Egyptian artist (born 1976)

Ibrahim Said (born 1976), is an Egyptian artist living in the United States. He works primarily with earthenware. His sculptures draw on traditional Egyptian forms and Islamic geometric patterns and architecture.

== Biography ==
Ibrahim Said grew up in Fustat, an area of Cairo, Egypt. His father, Said Hamed Marei Shaker, was a production and technical potter whom Ibrahim Said considers his most influential teacher. Said spent his childhood surrounded by pottery and, around the age of 6, began hand-building and carving for fun in his father's studio. As a teen, he worked as a commercial potter to financially help his family, but was uninterested in mass-produced pottery and creating work for others. He strove to further develop his skills beyond what other technical potters could reproduce and create something uniquely his own.

In 2002, Said left Egypt for the first time to participate in a craft fair in Belgium. In 2012, Said emigrated to North Carolina.

== Art ==
Ibrahim Said uses a combination of wheel thrown and hand built construction. Objects he creates are fluid in nature, with parts separating and reconnecting. Over time, Said has constructed larger works and pushes the material limit of clay. The sleek forms he creates have intricately carved patterns on their surface. When looking at his body of work, Said often uses black, blue, and green glazes while leaving the natural clay body to be visible in the carved sections of his work.

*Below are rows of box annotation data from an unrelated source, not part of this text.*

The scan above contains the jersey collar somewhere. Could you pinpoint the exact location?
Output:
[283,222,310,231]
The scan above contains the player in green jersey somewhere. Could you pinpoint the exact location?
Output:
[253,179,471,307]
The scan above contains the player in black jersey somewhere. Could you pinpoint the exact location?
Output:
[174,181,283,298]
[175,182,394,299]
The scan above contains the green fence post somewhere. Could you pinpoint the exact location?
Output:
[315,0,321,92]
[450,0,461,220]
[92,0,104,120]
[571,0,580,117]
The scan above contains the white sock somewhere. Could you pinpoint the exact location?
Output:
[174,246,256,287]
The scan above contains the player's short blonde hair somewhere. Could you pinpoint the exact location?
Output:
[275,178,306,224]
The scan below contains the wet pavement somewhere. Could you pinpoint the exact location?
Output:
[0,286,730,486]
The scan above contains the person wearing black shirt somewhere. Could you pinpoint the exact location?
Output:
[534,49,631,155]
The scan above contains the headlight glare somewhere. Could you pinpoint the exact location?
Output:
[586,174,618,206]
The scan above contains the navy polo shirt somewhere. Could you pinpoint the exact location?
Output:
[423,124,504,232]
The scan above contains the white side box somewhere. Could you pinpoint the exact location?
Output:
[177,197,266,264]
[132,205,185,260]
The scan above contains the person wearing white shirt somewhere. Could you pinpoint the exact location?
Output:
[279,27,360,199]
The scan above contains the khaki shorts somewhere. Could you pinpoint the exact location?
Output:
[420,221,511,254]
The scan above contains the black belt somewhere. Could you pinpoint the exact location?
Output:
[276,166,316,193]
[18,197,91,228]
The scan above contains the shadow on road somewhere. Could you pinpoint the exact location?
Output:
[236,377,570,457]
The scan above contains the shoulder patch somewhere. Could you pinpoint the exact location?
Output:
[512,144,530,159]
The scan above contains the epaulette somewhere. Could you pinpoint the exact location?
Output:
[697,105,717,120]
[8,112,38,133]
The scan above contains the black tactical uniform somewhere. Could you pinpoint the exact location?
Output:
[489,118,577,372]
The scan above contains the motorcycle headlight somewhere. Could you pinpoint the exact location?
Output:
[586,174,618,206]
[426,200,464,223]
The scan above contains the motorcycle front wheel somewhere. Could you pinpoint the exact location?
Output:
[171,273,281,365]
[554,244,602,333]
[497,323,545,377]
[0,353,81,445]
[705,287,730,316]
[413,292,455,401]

He is represented by Yossi Milo Gallery.

=== Influences ===
In his youth, Said began visiting and drawing silhouettes of vases from the Egyptian Museum in Cairo as a way to self-educate through emulation. His forms are inspired by vases found in the Naqada III period. The intricate patterns carved on the surface of his forms are inspired by carvings from Islamic water jugs.

=== Collections ===
Ibrahim Said's work has been collected by numerous museums, most notably his work can be found in the Victoria & Albert Museum, The Mint Museum, the Kalamazoo Institute of Arts, and the Smithsonian American Art Museum.

=== Awards ===
Ibrahim Said has received many awards; the most recent is the Maxwell Hanrahan Foundation Award in Craft in 2024 and the Willard L. Metcalf Award in Art from the American Academy of Arts and Letters in 2020.